Indian market is discounting most of the negative news flow such as a rise in inflation, rising bond yields, crude oil prices which are inching towards USD 70/bbl, and lingering concerns over fiscal deficit.

Even the derivative data points towards bullishness atleast in the near term. Open Interest (OI) breakouts are the most interesting sweet-spots to be traded. The strike of 10,600 had the nearest highest congestion before 11,000 and with a move in Nifty above that, a lot of shifts are expected.

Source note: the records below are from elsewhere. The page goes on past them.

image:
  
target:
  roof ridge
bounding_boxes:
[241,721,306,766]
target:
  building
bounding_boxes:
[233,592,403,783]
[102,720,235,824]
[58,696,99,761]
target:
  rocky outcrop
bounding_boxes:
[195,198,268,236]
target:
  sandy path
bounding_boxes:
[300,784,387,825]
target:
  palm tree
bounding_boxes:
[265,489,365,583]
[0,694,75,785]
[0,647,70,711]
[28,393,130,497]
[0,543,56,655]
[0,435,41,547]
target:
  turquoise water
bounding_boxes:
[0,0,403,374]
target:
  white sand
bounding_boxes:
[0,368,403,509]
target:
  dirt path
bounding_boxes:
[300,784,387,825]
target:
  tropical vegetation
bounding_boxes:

“Smart money has already been sitting firmly at 11,000 for a long time and could be a probable upper range for January expiry. India VIX despite the fact of an event and result season has been quoting lower than normal. VIX has a negative correlation to Nifty and it seems to be respecting the fact that Bulls are in control,” Shubham Agarwal, CEO & Head of Research at Quantsapp Private Limited.

“A wise way to approach this Budget season would be to build positions pre-budget and deploy a hedge to cover uncertainty of the event. This may lead to a slight compromise to the return but on a risk-adjusted basis is still lucrative. The level of 10,450-10,400 now becomes a strong support for the index with upside open up to 11,000-11,200,” he said.

Should investors wait for a dip?

If the dip happens, investors would welcome it with both hands but it is difficult to time markets. Hence, a staggered approach of investing should be followed.

“We prefer a pyramiding approach, continued to add, albeit, slowly to positions that have been built earlier. However, waiting for a 3-5 percent dip may be a folly, if it were to happen in the next 30 days or so, as it should ideally mark a break in momentum, and hence, it would be prudent to play the strength, rather than waiting for weakness,” Anand James, Chief Market Strategist at Geojit Financial Services told Moneycontrol.

“However, with earnings beginning to flow in across the globe, it would not be surprising to bump into pockets of volatility, but 11,000 in Nifty should continue to act as a lighthouse for the time being,” he said.